Precompiled contracts for addition and scalar multiplication on the elliptic curve alt_bn128 #213
Scalars larger than the field characteristic are allowed because it only makes sense to restrict them to the group order, not the field characteristic and adding the group order as another magic constant here would complicated the specification.
A comment from my perspective. @chriseth and me are in the process of "implementing" this and #212 EIPs. "Implementing" means to integrate the external library: libff which was a part of bigger libsnark just a month ago. The libff supports only Linux at the moment and nothing indicates that it is activelly developed. After the split the libff does not have tests properly integrated. It also depends on GMP what is another issue.
My personal opinion is this piece of code if to be integrated to any Ethereum client needs full code review and good set of unit tests.
I don't know why alt_bn128 curve is so special, but if we plan to stick with only this one for a long time, we can modify the code base of libff to be less generic and support only this single curve. Such fork can be joint effort of multiple teams if others are interested.
I wander what other libraries do you use. And what is used by ZCash?
@chfast at least in the latest version, zcash uses libsnark (or some fork of it). Note that geth will use a different library, I think it might be this one here: https://github.com/golang/crypto/tree/master/bn256 and there is yet another implementation in rust: https://github.com/zcash/bn
So I think this is a C++-only discussion. We might take libff and swap out GMP for something else.
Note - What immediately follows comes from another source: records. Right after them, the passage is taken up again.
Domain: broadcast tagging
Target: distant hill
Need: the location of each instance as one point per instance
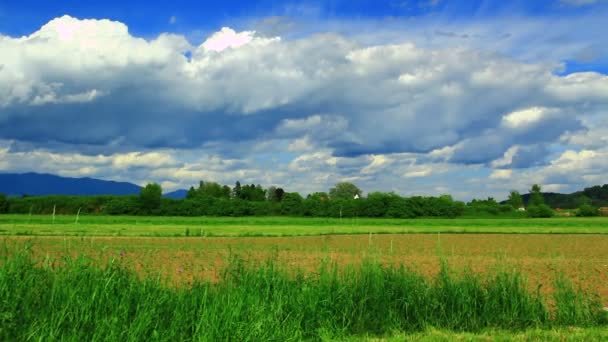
(595, 195)
(177, 194)
(36, 184)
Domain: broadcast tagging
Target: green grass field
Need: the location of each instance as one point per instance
(54, 296)
(79, 300)
(285, 226)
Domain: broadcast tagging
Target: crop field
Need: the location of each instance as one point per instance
(324, 278)
(63, 225)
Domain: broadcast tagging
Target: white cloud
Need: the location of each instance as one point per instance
(227, 38)
(87, 97)
(501, 174)
(579, 2)
(523, 117)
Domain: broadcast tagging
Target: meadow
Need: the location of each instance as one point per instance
(259, 278)
(159, 226)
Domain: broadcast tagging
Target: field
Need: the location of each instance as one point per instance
(182, 253)
(284, 226)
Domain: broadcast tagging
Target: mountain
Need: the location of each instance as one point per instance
(36, 184)
(177, 194)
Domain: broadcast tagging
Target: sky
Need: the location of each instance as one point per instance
(428, 97)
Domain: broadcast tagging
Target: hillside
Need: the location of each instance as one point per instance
(35, 184)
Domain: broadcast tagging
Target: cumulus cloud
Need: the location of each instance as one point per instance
(238, 86)
(331, 107)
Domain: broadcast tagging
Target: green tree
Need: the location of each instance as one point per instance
(536, 197)
(3, 204)
(291, 205)
(150, 197)
(515, 199)
(587, 210)
(236, 192)
(344, 190)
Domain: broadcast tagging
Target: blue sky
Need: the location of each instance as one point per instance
(473, 98)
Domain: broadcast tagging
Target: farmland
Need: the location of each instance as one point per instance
(176, 258)
(154, 226)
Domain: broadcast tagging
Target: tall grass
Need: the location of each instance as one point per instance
(260, 302)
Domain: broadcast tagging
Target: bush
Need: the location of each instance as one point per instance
(539, 211)
(587, 210)
(3, 204)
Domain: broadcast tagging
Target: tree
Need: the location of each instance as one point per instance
(344, 190)
(3, 204)
(150, 196)
(515, 199)
(587, 210)
(279, 193)
(236, 192)
(536, 197)
(291, 204)
(191, 193)
(274, 194)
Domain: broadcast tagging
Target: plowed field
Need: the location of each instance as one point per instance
(582, 258)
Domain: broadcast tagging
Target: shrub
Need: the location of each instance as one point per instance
(587, 210)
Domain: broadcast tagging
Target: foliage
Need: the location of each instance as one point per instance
(540, 211)
(345, 191)
(149, 197)
(587, 210)
(80, 301)
(515, 199)
(209, 189)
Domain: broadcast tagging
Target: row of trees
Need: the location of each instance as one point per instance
(342, 200)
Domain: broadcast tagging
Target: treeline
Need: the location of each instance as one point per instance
(292, 204)
(596, 196)
(212, 199)
(343, 200)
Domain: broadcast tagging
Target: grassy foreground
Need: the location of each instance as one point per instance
(285, 226)
(76, 300)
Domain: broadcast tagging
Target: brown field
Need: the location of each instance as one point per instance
(582, 258)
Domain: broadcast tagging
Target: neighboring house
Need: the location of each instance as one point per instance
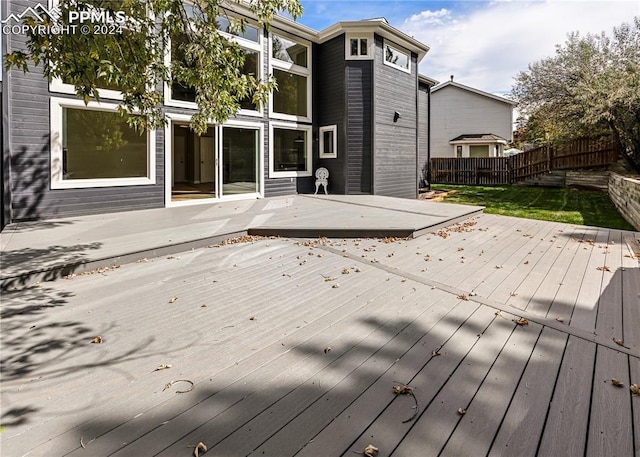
(467, 122)
(350, 100)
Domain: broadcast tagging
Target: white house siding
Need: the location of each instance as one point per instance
(456, 111)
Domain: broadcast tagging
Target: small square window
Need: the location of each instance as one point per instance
(329, 142)
(396, 58)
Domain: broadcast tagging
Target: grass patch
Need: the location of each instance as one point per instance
(572, 206)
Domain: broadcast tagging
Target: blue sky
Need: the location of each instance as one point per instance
(483, 43)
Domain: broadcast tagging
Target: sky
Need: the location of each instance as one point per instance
(484, 44)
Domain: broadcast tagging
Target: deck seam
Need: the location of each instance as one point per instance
(573, 331)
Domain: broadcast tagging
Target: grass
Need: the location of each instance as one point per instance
(573, 206)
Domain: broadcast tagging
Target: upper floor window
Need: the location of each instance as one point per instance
(290, 65)
(359, 47)
(288, 51)
(396, 58)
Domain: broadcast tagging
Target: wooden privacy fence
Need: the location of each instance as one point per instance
(581, 153)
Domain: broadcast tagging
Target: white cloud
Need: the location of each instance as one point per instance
(487, 46)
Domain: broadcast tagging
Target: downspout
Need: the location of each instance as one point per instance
(428, 137)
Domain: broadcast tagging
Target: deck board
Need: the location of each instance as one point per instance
(266, 386)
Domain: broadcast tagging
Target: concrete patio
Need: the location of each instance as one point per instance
(504, 329)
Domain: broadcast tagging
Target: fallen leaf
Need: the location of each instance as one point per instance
(199, 447)
(369, 451)
(170, 384)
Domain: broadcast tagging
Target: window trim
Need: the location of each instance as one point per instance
(334, 130)
(245, 44)
(359, 36)
(295, 69)
(397, 49)
(308, 153)
(56, 106)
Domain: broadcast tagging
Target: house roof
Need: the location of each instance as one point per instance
(478, 138)
(471, 89)
(379, 26)
(426, 80)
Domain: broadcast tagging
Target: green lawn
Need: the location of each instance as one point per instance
(572, 206)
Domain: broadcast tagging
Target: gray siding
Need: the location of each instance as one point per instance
(423, 133)
(329, 99)
(395, 143)
(359, 76)
(29, 153)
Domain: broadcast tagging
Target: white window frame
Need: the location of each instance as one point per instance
(245, 44)
(309, 152)
(57, 182)
(334, 130)
(359, 36)
(400, 50)
(295, 69)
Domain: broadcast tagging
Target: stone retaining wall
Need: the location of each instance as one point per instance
(625, 194)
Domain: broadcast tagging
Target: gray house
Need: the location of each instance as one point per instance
(350, 100)
(468, 122)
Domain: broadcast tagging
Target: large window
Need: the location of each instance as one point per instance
(397, 58)
(290, 65)
(290, 151)
(94, 146)
(249, 40)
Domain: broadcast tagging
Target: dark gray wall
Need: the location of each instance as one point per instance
(359, 76)
(29, 153)
(395, 143)
(423, 132)
(329, 98)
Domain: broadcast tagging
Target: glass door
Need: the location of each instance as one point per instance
(193, 163)
(240, 160)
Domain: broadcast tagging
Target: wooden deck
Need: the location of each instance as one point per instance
(294, 346)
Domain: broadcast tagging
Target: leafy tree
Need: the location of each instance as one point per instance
(590, 86)
(134, 60)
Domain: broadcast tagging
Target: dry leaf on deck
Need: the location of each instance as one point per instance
(617, 382)
(200, 448)
(369, 451)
I am 100% too late to the party with this, but it could be actually useful to have the inputs ABI encoded and reside on the same address for this reason: in WASM this precompile can be implemented natively as a contract, but with the current API it would be present in two copies.
This of course assumes WASM would come to life in a reasonable timeframe, otherwise the current API is more useful from the implementation perspective.
From in-contract usage perspective having it ABI encoded would enable using them without any complicated bindings, a simple interface contract would be enough in Solidity without the need of touching assembly.